[strongSwan] Tunnels are fluctuating in case of ppp connection
Andreas Steffen
andreas.steffen at strongswan.org
Thu Jul 30 10:06:26 CEST 2015
Actually IKE retransmissions are the only remedy against an unstable
noisy channel. You cannot beat Claude Shannon ;-)
Regards
Andreas
On 30.07.2015 09:47, Nitin Agarwal wrote:
> Hi Andreas
>
> So, what could be the possible solution ?
>
> This is basically using 3G network.
> Sometime I also see CCP [Compression Control Protocol] issue.

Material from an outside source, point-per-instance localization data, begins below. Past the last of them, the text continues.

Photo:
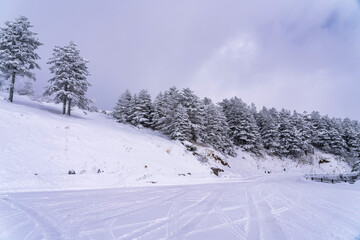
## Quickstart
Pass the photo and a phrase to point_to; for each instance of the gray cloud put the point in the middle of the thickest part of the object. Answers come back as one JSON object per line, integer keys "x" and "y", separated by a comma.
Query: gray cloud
{"x": 301, "y": 55}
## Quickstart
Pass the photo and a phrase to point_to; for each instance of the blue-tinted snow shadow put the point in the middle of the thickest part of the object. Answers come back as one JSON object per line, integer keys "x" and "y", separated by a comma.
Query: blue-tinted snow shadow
{"x": 40, "y": 106}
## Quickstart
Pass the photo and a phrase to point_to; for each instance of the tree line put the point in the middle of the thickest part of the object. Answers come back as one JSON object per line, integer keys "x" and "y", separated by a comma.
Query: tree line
{"x": 182, "y": 115}
{"x": 18, "y": 58}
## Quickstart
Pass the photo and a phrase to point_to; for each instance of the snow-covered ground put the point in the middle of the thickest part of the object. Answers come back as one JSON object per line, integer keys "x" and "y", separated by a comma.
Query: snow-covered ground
{"x": 256, "y": 198}
{"x": 276, "y": 207}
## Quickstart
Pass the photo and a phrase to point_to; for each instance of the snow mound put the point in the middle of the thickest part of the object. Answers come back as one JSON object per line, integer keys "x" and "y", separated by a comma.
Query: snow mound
{"x": 39, "y": 146}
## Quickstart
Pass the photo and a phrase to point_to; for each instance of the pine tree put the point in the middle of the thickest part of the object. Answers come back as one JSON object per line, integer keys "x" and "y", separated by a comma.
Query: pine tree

> For that I am making noccp in ppp connection. Other then that, anything
> which can be done ?
>
>
>
> *Best Regards*
> *Nitin Agarwal*
> *Team Leader R&D*
> *Symstream Technology Group*
> M +91 9818893018
> _nitin.agarwal at symstream.com <mailto:nitin.agarwal at symstream.com>_ |
> Skype: nitin_symstream
>
>
>
>
>
> On Thu, Jul 30, 2015 at 12:52 PM, Andreas Steffen
> <andreas.steffen at strongswan.org <mailto:andreas.steffen at strongswan.org>>
> wrote:
>
> Hi Nitin,
>
> for this time span I just see
>
> Jul 27 23:28:37 s5-gw-sing charon: 03[IKE] 27.97.11.233 is
> initiating an IKE_SA
> Jul 27 23:28:41 s5-gw-sing charon: 04[IKE] 27.97.11.233 is
> initiating an IKE_SA
> Jul 27 23:28:49 s5-gw-sing charon: 04[IKE] 27.97.11.233 is
> initiating an IKE_SA
> Jul 27 23:29:01 s5-gw-sing charon: 01[IKE] 27.97.11.233 is
> initiating an IKE_SA
> Jul 27 23:29:07 s5-gw-sing charon: 03[JOB] deleting half open IKE_SA
> after timeout
>
> I suspect that the IKE_SA_INIT response from the server gets somehow
> garbled by the transmission channel, so that the VPN client cannot
> parse the incoming IKE message correctly. This would explain why the
> errors differ from message to message.
>
> Best regards
>
> Andreas
>
> On 30.07.2015 08:35, Nitin Agarwal wrote:
>
> Hi
>
> I am attaching server [AWS] side logs [messages] .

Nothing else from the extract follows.